We are using $\textbf{Tr} [ \cdot ]$ to denote the trace of a matrix, and the fact that $\lVert \mathbf{X} \lVert^2_F = \textbf{Tr} [\mathbf{X}^T \mathbf{X}]$ for any matrix $\mathbf{X}$. Now we’ll substitute $\mathbf{A}\mathbf{X} - \mathbf{B}$ back in and expand the expression:

\[\begin{align} &\textbf{trace}[(\mathbf{A} \mathbf{X} - \mathbf{B})^T (\mathbf{M} \circ (\mathbf{A} \mathbf{X} - \mathbf{B}))]\\ &= \textbf{Tr}[ \mathbf{X}^T \mathbf{A}^T (\mathbf{M} \circ (\mathbf{A} \mathbf{X}))] - 2 \cdot \textbf{Tr} [ \mathbf{X}^T \mathbf{A}^T (\mathbf{M} \circ \mathbf{B})] + \textbf{Tr}[\mathbf{B}^T (\mathbf{M} \circ \mathbf{B})] \end{align}\]

Now we differentiate these three terms with respect to $\mathbf{X}$. The term on the right goes to zero as it does not depend on $\mathbf{X}$. The term in the middle is quite standard and can be found in the matrix cookbook:

\[\begin{equation} \frac{\partial}{\partial\mathbf{X}} \textbf{Tr} \left [ \mathbf{X}^T \mathbf{A}^T (\mathbf{M} \circ \mathbf{B}) \right ] = \mathbf{A}^T (\mathbf{M} \circ \mathbf{B}) \end{equation}\]

The first term in equation 5 is a bit of a pain and we’ll derive it manually.

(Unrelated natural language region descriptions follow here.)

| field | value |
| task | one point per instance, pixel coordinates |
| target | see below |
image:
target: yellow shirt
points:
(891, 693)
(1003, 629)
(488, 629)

We resort to a summation notation and compute the partial derivative with respect to element $(a, b)$ of $\mathbf{X}$:

\[\frac{\partial}{\partial x_{ab}} \left [ \textbf{Tr} \left [ \mathbf{X}^T \mathbf{A}^T (\mathbf{M} \circ (\mathbf{A} \mathbf{X})) \right ] \right ] = \frac{\partial}{\partial x_{ab}} \frac{\partial}{\partial x_{ab}} \sum_i \sum_j \sum_k a_{jk} x_{ki} m_{ji} \sum_p a_{jp} x_{pi}\]

Now we’ll pull all of the sums out front and make our notation more compact. Then we’ll differentiate:

\[\begin{align*} &\frac{\partial}{\partial x_{ab}} \sum_{i,j,k,p} a_{jk} x_{ki} m_{ji} a_{jp} x_{pi} \\ &= \sum_{i,j,k,p} \frac{\partial}{\partial x_{ab}} a_{jk} x_{ki} m_{ji} a_{jp} x_{pi} \\ &= \sum_{i,j,k,p} a_{jk} \frac{\partial x_{ki}}{\partial x_{ab}} m_{ji} a_{jp} x_{pi} + a_{jk} x_{ki} m_{ji} a_{jp} \frac{\partial x_{pi}}{\partial x_{ab}} \\ &= \sum_{i,j,k,p} a_{jk} \delta_{ka} \delta_{ib} m_{ji} a_{jp} x_{pi} + \sum_{i,j,k,p} a_{jk} x_{ki} m_{ji} a_{jp} \delta_{pa} \delta_{ib} \\ &= \sum_{j,p} a_{ja} m_{jb} a_{jp} x_{pb} + \sum_{j,k} a_{jk} x_{kb} m_{jb} a_{ja} \end{align*}\]

By inspection, you can convince yourself that this final expression maps onto $2 \mathbf{A^T (\mathbf{M} \circ (\mathbf{A} \mathbf{X}))}$ in matrix notation. Combining this result with equation 6, we arrive at:

\[2 \cdot \mathbf{A}^T ( \mathbf{M} \circ (\mathbf{A} \mathbf{X})) - 2 \cdot \mathbf{A}^T (\mathbf{M} \circ \mathbf{B}) = 0\]

Which immediately implies equation 2 in the main text.